Introduction
The Egocentric Navigation Robot Gestures (EgoNRG) dataset is an egocentric hand gesture dataset designed to improved Human-Robot Interactions (HRI) in real-world industry, military, and first response applications. It contains 3,000 classified gesture videos and 160,000 pixel-based segmented images captured from 32 different participants. The participants were captured performing 11 non-verbal gestures adopted from the Army Field Manual and 1 generic, deictic, pointing gesture referencing abstract objects in indoor and outdoor environments.
Highlights:
- Joint hand and arm segmentations of each participants' left and right limb.
- Participants' performed gestures with 1) long sleeves and gloves (wearing replica flame-resistant solid color clothing and military camouflage) and 2) bare skin to mimic conditions in real-world industrial and military environments.
- Environments with and without background people visible.
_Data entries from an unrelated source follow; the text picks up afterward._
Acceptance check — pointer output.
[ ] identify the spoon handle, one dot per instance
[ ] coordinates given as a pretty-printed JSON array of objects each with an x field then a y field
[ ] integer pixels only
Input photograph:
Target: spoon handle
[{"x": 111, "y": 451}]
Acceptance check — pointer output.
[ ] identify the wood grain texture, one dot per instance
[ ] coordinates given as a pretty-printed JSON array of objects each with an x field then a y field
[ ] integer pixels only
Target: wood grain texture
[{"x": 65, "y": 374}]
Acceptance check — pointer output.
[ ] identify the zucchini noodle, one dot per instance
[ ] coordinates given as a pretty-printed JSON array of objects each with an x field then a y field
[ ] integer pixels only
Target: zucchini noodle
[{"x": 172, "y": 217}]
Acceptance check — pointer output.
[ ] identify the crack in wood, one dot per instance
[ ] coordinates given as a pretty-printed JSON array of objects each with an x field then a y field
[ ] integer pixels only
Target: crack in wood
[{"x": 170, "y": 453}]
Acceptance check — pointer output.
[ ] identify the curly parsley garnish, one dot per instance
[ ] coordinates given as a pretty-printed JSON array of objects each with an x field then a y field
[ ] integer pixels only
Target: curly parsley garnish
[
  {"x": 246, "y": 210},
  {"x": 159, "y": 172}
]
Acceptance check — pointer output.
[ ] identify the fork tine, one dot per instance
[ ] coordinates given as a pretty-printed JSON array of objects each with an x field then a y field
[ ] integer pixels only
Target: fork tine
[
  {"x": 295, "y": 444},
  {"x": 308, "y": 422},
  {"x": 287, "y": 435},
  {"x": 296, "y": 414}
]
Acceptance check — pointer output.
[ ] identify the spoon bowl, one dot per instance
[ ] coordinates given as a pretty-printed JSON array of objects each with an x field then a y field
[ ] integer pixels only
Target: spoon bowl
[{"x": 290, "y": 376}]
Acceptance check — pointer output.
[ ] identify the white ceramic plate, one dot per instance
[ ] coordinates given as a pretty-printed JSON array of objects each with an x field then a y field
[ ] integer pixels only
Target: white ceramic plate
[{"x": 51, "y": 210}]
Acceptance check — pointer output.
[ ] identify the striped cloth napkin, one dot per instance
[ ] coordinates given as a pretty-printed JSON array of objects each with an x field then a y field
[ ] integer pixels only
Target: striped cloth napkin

- Data captured in both indoor and outdoor environment at various points throughout the day (morning, midday, and dusk).
- Data captured from four synchronized monochrome cameras each with a different perspective.
- Gesture performed map directly to standard ground vehicle robot commands (stop, move forward, go left, move in reverse, etc.).
Content
The dataset contains:
- Videos from 32 participants (14 females / 18 males) in total performing 12 gestures in total. Participants were split into 4 groups of 8. Each group performed a set of 4 gestures.
- 3,044 (~2.5 hours) videos in total annotated with gesture type. Each gesture performed by each participant has four different recorded synchronized viewpoints associated with that gesture.
- 160,639 annotated frames with "Left Limb" and "Right Limb" pixel-based segmentations. The hands and arms of the participants were segmented together to create a joint segmentation for each respective limb.
Collection Method
The dataset was collected using the 4 VLC Monochrome cameras attached to the Microsoft HoloLens 2 headset. Each video stream provides an egocentric view of the participants hands and arms performing a wide variety of gestures from different perspectives. The perspectives include a wide left, central left, central right, and wide right camera that allows for detailed visual information of the gestures being performed across multiple cameras from multiple viewpoints. The headset streamed the video data to a remote server where the recorded data was synchronized and saved. Research assistants started and stopped the recording locally on board the headset via remote scripts. Three research assistants in total were tasked with the collection of the data over two months.
Annotations
The data was manually annotated by nine researchers. Three classes were assigned to each image: left limb, right limb, and background. Human annotators were instructed to annotate each limb as the joint hand and arm for all images they could tell the hand/arm of the participant was in the image. There were three steps to the annotation pipeline. The first step for the human annotators was to review left limb and right limb bounding boxes that were automatically generated using text prompts with GroundingDINO. Once the bounding boxes for each frame were varied, these images were then automatically segmented via Segment Anything 2 (SAM2) and reassembled into videos. These videos were then manually reviewed by the annotators with a tool that played the videos back at 1 FPS and the option to manually skip through the frames of the video. For each frame in the video that had incorrect pixel segmentations, annotators flagged these frames. Annotators then manually reviewed and fixed the pixel segmentations of the frames that were flagged. Each frame’s annotation was converted to a single PNG file, where the three classes were recorded: left hand, right hand, and background.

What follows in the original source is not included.